Remove write and add more details on read.

docs/clipboard-unsanitized/explainer.md

@@ -6,12 +6,14 @@
 *   snianu@microsoft.com
 
 ## Introduction
-DataTransfer object's `getData` and async clipboard `read()` methods have interop differences in how the HTML content is sanitized during a paste operation. The `getData` method returns unsanitized HTML content, but the `read()` method uses the browser's sanitizer to strip out content (ex. global styles, scripts, meta tags) from the HTML markup.
+HTML content is essential for supporting copy/paste operation of high fidelity content from native apps to web sites and vice versa, especially in sites supporting document editing. DataTransfer object's `getData` and async clipboard `read()` methods have interop differences in how the HTML content is sanitized during a paste operation. The `getData` method returns unsanitized HTML content, but the `read()` method uses the browser's sanitizer to strip out content (ex. global `<style>`s, `<script>`s, `<meta>` tags) from the HTML markup which results in format loss, bloating of payload due to inlining of styles etc.
 
-If we use the built-in sanitizer that produces an HTML fragment, the styles that get inlined and bloat the payload and [strip out the custom styles](https://drive.google.com/file/d/1Nsyp1rUKc_NF4l0n-O05snAKabHAKeiG/view) inserted by sites like Excel online that are used to preserve excel specific semantics. It'd be beneficial for the web authors if async clipboard `read()` method and `getData` methods provide similar level of fidelity of HTML content during paste operations.

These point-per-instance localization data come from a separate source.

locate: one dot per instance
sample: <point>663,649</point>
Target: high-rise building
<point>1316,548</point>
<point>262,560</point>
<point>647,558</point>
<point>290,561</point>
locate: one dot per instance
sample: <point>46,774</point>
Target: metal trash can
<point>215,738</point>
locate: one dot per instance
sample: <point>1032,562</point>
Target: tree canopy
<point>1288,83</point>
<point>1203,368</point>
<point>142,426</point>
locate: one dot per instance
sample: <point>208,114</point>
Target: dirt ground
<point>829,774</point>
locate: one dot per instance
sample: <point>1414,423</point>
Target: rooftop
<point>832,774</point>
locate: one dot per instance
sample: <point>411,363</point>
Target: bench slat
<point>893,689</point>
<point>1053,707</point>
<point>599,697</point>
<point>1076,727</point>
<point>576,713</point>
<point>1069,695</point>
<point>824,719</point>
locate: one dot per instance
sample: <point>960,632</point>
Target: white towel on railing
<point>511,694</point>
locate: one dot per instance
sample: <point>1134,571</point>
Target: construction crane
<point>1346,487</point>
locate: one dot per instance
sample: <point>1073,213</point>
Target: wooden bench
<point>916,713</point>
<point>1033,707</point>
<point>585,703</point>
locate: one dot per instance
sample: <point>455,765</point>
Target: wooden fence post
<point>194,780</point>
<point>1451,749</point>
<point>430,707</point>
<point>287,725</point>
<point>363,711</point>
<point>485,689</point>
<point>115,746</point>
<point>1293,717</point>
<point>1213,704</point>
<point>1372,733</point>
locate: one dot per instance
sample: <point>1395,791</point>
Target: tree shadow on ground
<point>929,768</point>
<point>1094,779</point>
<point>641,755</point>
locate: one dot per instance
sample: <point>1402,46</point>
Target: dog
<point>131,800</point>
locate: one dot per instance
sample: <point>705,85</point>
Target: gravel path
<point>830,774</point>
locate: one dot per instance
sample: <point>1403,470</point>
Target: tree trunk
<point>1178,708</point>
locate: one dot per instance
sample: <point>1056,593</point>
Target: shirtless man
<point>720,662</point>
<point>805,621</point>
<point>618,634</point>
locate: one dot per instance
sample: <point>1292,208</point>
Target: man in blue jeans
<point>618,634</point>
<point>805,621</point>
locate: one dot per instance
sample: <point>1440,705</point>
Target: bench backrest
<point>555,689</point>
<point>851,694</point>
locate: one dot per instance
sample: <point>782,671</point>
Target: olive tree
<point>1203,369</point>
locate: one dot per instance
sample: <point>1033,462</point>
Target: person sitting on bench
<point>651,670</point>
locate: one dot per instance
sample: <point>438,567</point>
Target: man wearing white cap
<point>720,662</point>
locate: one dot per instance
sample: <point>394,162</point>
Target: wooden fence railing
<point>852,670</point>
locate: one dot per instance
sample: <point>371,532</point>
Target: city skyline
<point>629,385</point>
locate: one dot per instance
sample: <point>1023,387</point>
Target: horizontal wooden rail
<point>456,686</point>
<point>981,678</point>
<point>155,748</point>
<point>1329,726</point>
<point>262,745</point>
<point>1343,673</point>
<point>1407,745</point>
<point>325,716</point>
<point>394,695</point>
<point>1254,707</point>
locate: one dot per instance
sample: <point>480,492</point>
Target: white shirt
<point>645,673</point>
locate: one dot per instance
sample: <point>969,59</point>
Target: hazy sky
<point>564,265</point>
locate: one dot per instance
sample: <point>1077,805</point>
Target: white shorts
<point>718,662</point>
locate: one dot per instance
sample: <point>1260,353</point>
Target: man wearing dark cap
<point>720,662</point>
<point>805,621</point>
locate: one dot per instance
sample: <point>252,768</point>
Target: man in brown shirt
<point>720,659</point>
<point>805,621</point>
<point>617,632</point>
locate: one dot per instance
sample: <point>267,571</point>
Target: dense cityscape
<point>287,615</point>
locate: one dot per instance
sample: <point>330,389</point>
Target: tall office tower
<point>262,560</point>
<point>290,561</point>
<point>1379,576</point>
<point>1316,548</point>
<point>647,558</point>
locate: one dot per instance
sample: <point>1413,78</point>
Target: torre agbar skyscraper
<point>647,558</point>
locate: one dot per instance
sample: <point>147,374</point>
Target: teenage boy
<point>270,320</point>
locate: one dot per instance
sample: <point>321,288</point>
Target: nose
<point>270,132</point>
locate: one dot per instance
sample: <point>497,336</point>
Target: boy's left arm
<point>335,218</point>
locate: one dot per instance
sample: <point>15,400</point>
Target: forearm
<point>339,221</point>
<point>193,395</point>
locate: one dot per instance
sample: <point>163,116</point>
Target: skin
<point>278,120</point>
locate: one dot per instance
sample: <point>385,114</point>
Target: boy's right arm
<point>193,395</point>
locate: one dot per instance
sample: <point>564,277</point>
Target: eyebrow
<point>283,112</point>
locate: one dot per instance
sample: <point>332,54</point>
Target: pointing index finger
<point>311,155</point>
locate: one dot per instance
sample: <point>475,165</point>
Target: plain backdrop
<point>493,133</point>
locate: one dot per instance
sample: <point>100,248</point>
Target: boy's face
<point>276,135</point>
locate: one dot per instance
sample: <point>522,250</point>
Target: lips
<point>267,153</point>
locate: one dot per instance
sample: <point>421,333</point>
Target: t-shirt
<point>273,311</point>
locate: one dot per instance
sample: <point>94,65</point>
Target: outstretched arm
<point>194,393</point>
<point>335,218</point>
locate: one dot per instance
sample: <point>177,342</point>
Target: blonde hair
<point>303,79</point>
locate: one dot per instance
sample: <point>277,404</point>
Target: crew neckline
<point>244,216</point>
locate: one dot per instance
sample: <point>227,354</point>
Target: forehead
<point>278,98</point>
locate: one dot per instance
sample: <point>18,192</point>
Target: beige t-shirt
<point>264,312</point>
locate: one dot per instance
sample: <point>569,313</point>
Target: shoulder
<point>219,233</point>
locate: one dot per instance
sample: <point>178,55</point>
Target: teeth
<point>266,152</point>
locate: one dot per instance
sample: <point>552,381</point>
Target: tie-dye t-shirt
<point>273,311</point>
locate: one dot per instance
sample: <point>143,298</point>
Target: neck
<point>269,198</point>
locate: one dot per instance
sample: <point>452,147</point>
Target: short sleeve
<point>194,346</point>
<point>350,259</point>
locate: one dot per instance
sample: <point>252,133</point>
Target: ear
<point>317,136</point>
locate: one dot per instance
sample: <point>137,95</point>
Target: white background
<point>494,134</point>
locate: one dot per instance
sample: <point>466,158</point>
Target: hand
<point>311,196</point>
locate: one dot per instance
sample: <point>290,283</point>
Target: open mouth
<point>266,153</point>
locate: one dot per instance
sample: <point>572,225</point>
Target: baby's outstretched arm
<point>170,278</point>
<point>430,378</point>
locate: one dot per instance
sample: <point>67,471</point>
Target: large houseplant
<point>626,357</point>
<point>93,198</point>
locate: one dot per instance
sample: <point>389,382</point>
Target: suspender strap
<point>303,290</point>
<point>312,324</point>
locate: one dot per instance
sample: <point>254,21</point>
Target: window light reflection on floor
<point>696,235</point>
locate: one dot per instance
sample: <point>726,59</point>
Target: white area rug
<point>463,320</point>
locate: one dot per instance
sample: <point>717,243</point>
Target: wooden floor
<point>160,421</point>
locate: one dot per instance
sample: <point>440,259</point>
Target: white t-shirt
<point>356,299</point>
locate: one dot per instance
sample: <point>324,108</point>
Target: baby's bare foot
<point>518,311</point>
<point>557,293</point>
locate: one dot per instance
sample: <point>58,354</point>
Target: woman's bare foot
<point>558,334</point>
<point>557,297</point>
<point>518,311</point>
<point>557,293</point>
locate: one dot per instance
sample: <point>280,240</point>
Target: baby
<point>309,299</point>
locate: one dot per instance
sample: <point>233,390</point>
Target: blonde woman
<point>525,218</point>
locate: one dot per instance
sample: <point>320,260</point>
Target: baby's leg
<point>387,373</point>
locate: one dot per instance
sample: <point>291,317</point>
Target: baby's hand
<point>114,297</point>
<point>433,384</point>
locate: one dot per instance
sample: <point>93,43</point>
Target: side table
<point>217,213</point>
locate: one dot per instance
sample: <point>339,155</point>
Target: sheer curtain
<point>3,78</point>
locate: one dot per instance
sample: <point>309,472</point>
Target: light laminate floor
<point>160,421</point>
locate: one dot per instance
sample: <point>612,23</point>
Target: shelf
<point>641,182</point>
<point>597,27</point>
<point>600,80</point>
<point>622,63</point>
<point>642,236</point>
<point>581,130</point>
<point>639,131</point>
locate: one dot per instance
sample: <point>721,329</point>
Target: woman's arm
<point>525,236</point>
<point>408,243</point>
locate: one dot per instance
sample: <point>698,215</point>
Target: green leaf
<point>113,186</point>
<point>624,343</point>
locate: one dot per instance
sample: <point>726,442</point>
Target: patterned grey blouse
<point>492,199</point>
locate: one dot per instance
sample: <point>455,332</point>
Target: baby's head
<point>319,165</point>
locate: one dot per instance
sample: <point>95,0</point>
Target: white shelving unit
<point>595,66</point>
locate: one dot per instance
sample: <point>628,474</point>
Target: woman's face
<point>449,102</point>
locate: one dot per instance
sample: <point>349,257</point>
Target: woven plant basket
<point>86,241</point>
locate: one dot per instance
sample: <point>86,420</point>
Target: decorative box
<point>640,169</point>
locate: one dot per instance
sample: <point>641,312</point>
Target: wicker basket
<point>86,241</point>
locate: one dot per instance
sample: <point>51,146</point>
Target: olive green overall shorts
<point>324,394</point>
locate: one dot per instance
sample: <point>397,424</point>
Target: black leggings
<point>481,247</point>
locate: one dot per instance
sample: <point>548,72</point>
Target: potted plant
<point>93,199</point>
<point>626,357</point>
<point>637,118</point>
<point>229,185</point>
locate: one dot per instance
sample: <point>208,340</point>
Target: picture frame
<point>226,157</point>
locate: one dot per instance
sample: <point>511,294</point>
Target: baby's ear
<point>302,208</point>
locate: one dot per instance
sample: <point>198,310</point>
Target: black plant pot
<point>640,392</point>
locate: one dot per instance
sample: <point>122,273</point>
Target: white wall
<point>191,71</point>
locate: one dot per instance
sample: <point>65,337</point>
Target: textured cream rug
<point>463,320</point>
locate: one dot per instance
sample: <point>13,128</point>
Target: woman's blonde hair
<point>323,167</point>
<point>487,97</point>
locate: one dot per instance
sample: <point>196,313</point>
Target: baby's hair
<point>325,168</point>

+Currently sites are using the DataTransfer object's `getData` method to read unsanitized HTML content, so sites do not want to regress HTML paste operation by migrating to async clipboard `read()` method. It'd be beneficial for the web authors if async clipboard `read()` method and `getData` methods provide similar level of fidelity of HTML content during paste operations.
+
+Web custom formats can be used to exchange unsanitized HTML if both source and target apps have support for it, but there are many native apps that don't have support for web custom formats, so contents copied from these apps in the HTML format would have to go through the Browser sanitizer in `read()` that would result in loss of fidelity.
 
 ## Goals
-*   Preserve fidelity of the HTML format.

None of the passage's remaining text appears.